Rafael Trejo González, irradiaba una ternura pura, y a la vez era un dirigente universitario exigente, con la moral de ser el primero en las manifestaciones estudiantiles, como lo demostró hasta el final de su vida.
Sin vacilaciones, el vicepresidente de la Asociación de Estudiantes de Derecho, en la Universidad de La Habana, marchó al mitin, dispuesto a correr todos los riesgos. Era el 30 de septiembre de 1930, y los universitarios se proponían lanzar una proclama al pueblo de Cuba; celebrar una asamblea en el Patio de los Laureles de la Universidad de La Habana, y marchar en manifestación hasta la casa del patriota Enrique José Varona; operaciones que representaban la ruptura de hostilidades con la dictadura machadista.
Ese día, al conocerse las intenciones del estudiantado, la fuerza pública rodeó la Colina Universitaria; y los jóvenes al no poder acceder al recinto, convocaron la reunión para el parque Eloy Alfaro.
Como única arma, los estudiantes llevaban sus puños y como escudo el pecho y las convicciones revolucionarias. Se escucharon disparos de armas de fuego, y se produjo la lucha cuerpo a cuerpo, en desigual desafío. Uno de los forcejeos fue entre un esbirro y el estudiante de 20 años, Rafael Trejo, quien cayó al suelo mortalmente herido de bala y con la cabeza ensangrentada; y horas después falleció en la sala de curaciones del Hospital de Emergencias.

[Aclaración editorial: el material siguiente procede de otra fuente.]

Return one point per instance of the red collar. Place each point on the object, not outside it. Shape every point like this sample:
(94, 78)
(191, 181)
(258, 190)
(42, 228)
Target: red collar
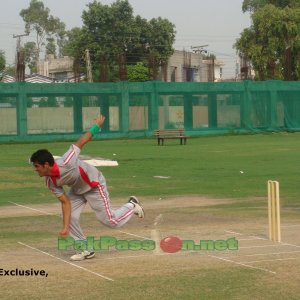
(55, 171)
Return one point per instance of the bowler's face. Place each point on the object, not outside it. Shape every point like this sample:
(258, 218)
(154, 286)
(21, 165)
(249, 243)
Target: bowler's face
(42, 170)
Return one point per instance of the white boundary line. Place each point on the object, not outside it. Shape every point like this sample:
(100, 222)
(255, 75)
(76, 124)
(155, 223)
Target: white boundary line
(74, 265)
(266, 254)
(265, 260)
(262, 246)
(41, 211)
(242, 264)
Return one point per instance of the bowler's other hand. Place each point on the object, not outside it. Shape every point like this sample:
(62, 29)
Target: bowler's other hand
(100, 120)
(64, 233)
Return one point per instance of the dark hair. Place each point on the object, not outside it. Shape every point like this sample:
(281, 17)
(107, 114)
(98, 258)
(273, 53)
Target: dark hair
(42, 156)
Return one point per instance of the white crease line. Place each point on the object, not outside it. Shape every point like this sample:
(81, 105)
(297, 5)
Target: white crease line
(287, 244)
(47, 213)
(268, 260)
(74, 265)
(145, 238)
(41, 211)
(242, 264)
(228, 231)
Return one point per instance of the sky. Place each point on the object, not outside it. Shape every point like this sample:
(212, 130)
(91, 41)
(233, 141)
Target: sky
(216, 23)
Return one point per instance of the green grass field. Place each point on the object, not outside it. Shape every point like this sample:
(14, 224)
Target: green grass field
(225, 166)
(215, 187)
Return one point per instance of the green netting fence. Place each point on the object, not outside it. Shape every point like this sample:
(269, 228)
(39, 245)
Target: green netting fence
(42, 112)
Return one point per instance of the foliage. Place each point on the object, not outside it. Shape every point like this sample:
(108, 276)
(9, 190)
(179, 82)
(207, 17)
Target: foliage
(138, 72)
(254, 5)
(37, 19)
(272, 43)
(2, 60)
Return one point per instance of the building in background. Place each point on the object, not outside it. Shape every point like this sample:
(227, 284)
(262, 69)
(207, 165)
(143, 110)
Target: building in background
(186, 66)
(59, 69)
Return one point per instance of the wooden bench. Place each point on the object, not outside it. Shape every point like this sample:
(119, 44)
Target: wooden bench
(162, 134)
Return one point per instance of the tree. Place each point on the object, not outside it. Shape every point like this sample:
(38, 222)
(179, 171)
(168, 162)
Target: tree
(138, 72)
(116, 39)
(254, 5)
(272, 43)
(37, 19)
(2, 60)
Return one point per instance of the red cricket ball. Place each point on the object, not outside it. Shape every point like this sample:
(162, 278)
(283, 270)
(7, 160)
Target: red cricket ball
(171, 244)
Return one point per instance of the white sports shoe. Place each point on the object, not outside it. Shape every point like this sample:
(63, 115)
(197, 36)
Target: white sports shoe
(83, 255)
(138, 208)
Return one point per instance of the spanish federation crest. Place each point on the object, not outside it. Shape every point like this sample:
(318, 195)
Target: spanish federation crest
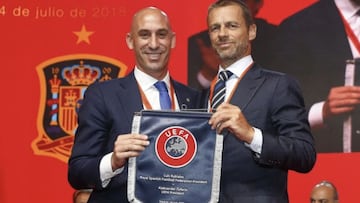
(63, 81)
(175, 146)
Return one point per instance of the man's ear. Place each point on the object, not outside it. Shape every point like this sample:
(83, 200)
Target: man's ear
(129, 41)
(173, 40)
(252, 32)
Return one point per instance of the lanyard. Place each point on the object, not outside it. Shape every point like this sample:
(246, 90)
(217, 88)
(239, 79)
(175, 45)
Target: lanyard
(350, 33)
(146, 102)
(233, 90)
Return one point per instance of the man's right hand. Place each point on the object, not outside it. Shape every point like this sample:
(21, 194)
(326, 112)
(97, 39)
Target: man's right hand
(126, 146)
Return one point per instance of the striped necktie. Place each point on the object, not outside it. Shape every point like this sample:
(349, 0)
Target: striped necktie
(220, 89)
(165, 102)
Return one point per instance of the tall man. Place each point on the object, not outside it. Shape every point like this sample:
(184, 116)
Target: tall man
(263, 118)
(103, 142)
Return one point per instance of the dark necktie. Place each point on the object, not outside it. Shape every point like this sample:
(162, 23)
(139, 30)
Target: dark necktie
(165, 102)
(220, 89)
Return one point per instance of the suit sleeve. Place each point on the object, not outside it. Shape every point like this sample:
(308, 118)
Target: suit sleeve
(83, 166)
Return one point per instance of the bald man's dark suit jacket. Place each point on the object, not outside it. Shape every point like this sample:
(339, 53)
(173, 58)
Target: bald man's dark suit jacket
(273, 103)
(312, 46)
(107, 111)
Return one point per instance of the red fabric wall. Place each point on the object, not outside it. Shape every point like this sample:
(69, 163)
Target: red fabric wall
(27, 40)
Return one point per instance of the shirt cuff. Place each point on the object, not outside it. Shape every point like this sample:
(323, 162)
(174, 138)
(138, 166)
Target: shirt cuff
(256, 143)
(106, 172)
(315, 115)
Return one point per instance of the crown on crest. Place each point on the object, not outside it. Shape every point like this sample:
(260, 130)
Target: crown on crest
(81, 74)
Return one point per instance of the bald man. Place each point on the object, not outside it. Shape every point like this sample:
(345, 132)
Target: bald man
(324, 192)
(103, 141)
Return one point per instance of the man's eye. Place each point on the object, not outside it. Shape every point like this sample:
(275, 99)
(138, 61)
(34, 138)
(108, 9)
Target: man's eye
(213, 29)
(162, 34)
(144, 34)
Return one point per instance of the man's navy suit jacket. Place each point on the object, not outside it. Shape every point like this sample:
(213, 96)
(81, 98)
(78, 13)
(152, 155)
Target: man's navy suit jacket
(107, 111)
(273, 103)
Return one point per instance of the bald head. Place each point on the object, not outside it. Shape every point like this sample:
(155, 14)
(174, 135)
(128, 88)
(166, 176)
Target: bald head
(324, 192)
(152, 39)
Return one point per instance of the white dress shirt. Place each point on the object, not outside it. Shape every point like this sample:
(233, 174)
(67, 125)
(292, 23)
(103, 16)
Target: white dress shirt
(152, 95)
(237, 69)
(348, 11)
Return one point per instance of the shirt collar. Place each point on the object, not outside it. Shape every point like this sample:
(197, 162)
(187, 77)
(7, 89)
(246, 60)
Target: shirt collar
(239, 66)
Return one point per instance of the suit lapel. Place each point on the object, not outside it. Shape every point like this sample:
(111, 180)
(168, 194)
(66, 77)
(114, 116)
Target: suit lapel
(247, 87)
(129, 95)
(184, 99)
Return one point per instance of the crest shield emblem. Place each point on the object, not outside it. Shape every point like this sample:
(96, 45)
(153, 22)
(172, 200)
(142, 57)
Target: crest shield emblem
(63, 81)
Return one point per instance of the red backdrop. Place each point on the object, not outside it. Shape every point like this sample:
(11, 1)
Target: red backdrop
(32, 33)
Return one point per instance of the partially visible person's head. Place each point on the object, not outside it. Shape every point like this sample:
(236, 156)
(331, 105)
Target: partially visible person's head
(324, 192)
(81, 196)
(254, 6)
(231, 29)
(152, 39)
(357, 2)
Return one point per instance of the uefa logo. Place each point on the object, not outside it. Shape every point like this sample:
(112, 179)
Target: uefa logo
(175, 147)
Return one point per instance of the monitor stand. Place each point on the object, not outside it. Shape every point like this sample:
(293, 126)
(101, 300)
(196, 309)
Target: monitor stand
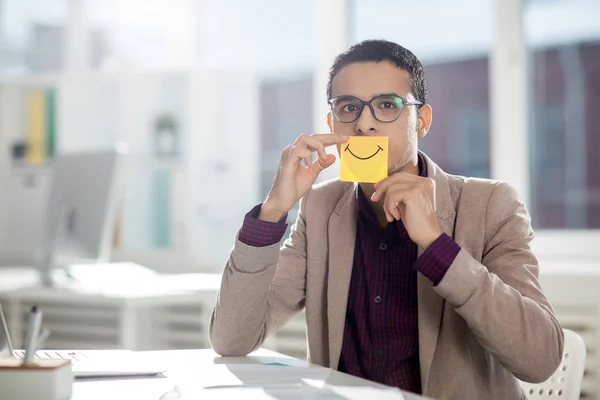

Un embate de irritación invadió a los jóvenes manifestantes, quienes acrecentaron el odio hacia la sangrienta dictadura, incrementando la oposición al gobierno de Machado, hasta su derrocamiento en agosto de 1933.
A Rafael Trejo, lo distinguían su espíritu combativo, la honradez, disciplina e inteligencia natural. Le gustaba la música, cultivaba la poesía y practicaba deportes. Se hizo popular entre sus compañeros de curso y alcanzó plena conciencia revolucionaria.
El prestigioso dirigente de la Federación Estudiantil Universitaria (FEU), nació el nueve de septiembre de 1910, en San Antonio de los Baños, en la actual provincia de Artemisa. Su madre, Adela González Díaz, era maestra rural, y su padre tabaquero, que con gran esfuerzo pudo graduarse de Doctor en Derecho. En 1919 la familia de Rafael Trejo pasó a residir en la barriada de la Víbora, en la capital cubana.
De su mamá, Trejo tuvo una influencia martiana propia de la tradición formadora en los valores patrios de las generaciones de maestros rurales; y de su papá, la vocación por las ciencias jurídicas.
Sobre la afición de Trejo por la carrera de Derecho, y el amor a la Patria, en una oportunidad éste le confesó a su amigo Raúl Roa: "No creas que mi aspiración es hacerme rico a expensas del prójimo. Mi ideal es poder defender algún día a los pobres y los perseguidos. Mi toga estará siempre al servicio de la justicia. También aspiro a ser útil a Cuba. Estoy dispuesto a sacrificarlo todo por verla como quiso Martí”.
La huella de Rafael Trejo, no sólo está en la Universidad de La Habana, la misma que lo viera desafiar al régimen opresor, en la época de estudiante de Derecho; sino que su nombre prestigia a la Asociación de Combatientes 04-09 del Consejo Popular Oeste Rural, de su ciudad natal de San Antonio de los Baños.